Leftist rebels of the Revolutionary Armed Forces of Colombia patrol a roadway near to San Vicente de Caguan in January 1999. The conflict with the FARC has killed nearly a quarter million people.

The 21st-century has been one of the more peaceful epochs in human history. People are bombarded with violent images and tragic news, but this century has borne witness to dramatic peace. Rampant violence defined epochs from Pax Romana to the Middle Ages through the Napoleonic Era.

World Wars and the Cold War marred the 20th-century. In this century, international wars have diminished. And in the shadows, violence has oriented to non-state actors and civil conflicts. The young 21st-century saw the end of two conflicts which had lasted for decades: the Korean War and the Colombian Civil War between FARC, Revolutionary Armed Forces of Colombia, and the government. This piece, in keeping with themes regarding Latin America, will discuss outcomes of the Colombian peace deal.

The Peace Accord in Colombia was signed on November 24th, 2016 and it won incumbent Colombian President Juan Manuel Santos a Nobel Peace Prize.
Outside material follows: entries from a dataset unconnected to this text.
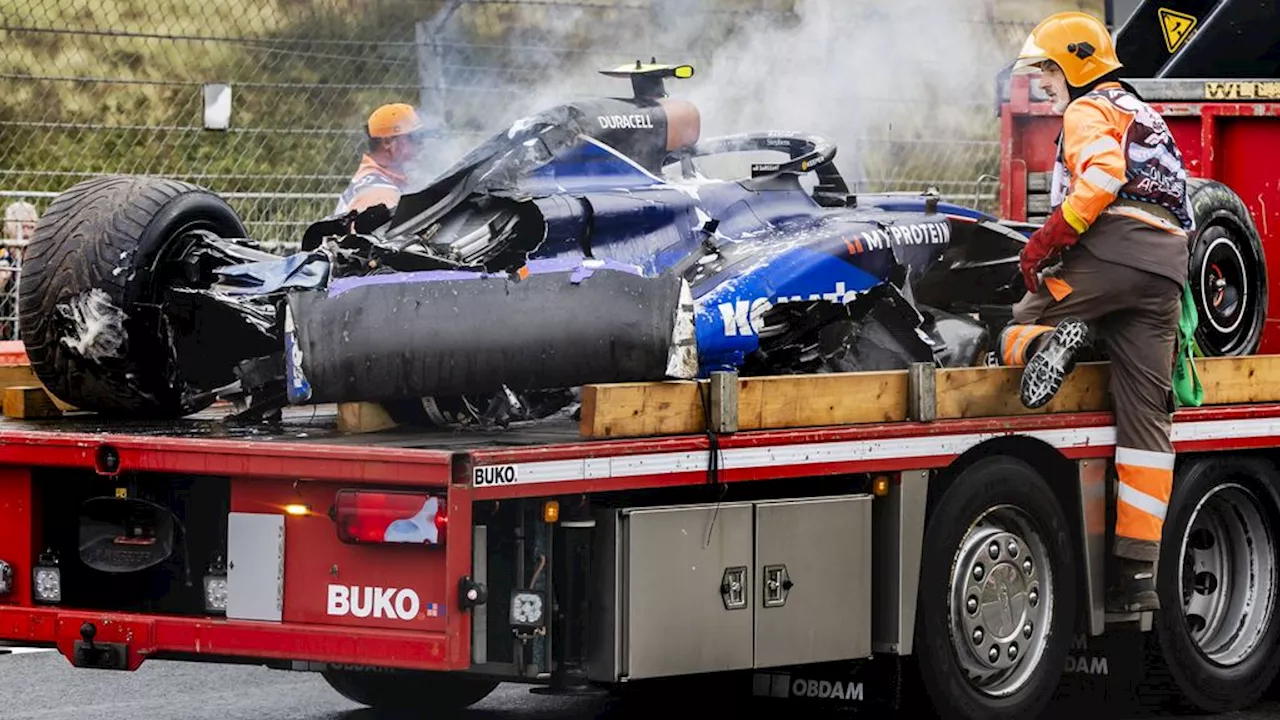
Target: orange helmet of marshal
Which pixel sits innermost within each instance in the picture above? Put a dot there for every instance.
(1077, 41)
(393, 121)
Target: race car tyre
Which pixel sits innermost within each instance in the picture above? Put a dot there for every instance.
(426, 695)
(1219, 584)
(997, 595)
(1228, 270)
(88, 276)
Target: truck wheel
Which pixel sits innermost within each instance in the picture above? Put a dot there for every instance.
(90, 282)
(1228, 272)
(1217, 580)
(401, 691)
(997, 600)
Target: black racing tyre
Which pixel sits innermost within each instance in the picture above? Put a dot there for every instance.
(426, 695)
(1228, 270)
(997, 595)
(1219, 583)
(90, 285)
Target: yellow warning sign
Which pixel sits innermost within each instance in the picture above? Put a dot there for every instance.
(1176, 27)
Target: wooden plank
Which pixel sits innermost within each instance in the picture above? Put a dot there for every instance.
(767, 402)
(643, 409)
(17, 376)
(1232, 381)
(850, 399)
(30, 402)
(16, 372)
(991, 392)
(364, 418)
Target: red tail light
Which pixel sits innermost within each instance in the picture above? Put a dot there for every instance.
(368, 516)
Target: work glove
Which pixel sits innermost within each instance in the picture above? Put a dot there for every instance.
(1043, 246)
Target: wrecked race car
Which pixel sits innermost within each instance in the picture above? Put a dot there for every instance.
(580, 245)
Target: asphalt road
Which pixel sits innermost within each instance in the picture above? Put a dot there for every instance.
(42, 686)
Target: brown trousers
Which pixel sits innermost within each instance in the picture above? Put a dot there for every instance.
(1134, 314)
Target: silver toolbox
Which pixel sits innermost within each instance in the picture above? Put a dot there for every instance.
(813, 559)
(705, 588)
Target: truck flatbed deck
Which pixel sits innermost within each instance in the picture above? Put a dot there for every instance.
(309, 425)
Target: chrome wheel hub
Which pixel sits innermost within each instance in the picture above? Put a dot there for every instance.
(1001, 601)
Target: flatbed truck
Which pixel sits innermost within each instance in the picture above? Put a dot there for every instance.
(832, 540)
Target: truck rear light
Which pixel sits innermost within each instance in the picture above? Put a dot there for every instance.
(215, 588)
(46, 579)
(376, 516)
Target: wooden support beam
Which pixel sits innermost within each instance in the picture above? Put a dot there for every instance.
(30, 404)
(786, 401)
(16, 372)
(364, 418)
(851, 399)
(991, 392)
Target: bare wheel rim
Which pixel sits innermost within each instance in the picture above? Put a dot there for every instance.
(1001, 602)
(1228, 580)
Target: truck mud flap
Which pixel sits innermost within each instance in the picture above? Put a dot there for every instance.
(421, 335)
(1110, 670)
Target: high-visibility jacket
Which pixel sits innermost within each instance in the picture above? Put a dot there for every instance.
(371, 181)
(1116, 155)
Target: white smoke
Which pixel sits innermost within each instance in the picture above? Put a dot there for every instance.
(880, 77)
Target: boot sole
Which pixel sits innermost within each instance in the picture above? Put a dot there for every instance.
(1046, 372)
(1139, 602)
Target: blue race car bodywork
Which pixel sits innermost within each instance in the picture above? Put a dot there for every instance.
(581, 245)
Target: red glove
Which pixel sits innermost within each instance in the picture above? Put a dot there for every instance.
(1056, 236)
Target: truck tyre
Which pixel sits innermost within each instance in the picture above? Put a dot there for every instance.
(997, 600)
(1217, 632)
(429, 695)
(88, 277)
(1228, 270)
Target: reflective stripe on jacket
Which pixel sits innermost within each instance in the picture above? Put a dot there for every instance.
(1116, 155)
(369, 176)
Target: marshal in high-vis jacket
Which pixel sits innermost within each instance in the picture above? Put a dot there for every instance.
(1116, 156)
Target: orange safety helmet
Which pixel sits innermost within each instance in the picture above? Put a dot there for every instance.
(393, 119)
(1078, 42)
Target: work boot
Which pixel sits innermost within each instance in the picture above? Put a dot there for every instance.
(1054, 361)
(1133, 586)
Talks had developed over four years, beginning in Oslo, Norway and Havana, Cuba in 2012. In the short-term, the peace-talks resulted in disarming many FARC members, a decrease in violence, and a more coordinated political system wherein FARC has legitimate representation. More than 12,000 former combatants have pledged to return to society. Businesses such as Coca-Cola and Cemex have agree to hire former insurgents and run re-integation programs. The internal displacement rate has been reduced by a multiple of 30, and casualties have dropped from 3,000 at the beginning of the peace accords, to 10 at the end.

The death toll has climbed to more 120 human rights defenders in 2017 alone.

We can rightfully call this a success. But Colombia’s situation remains touch-and-go at best. When FARC agreed to the deal, other insurgent groups increased their presence, particularly in the countryside. Small groups such as the National Liberation Army (FNL), refused to negotiate with the government and remain active in such areas. Said groups have filled the power vacuum left when the government failed to extend its presence to areas where FARC controlled territory.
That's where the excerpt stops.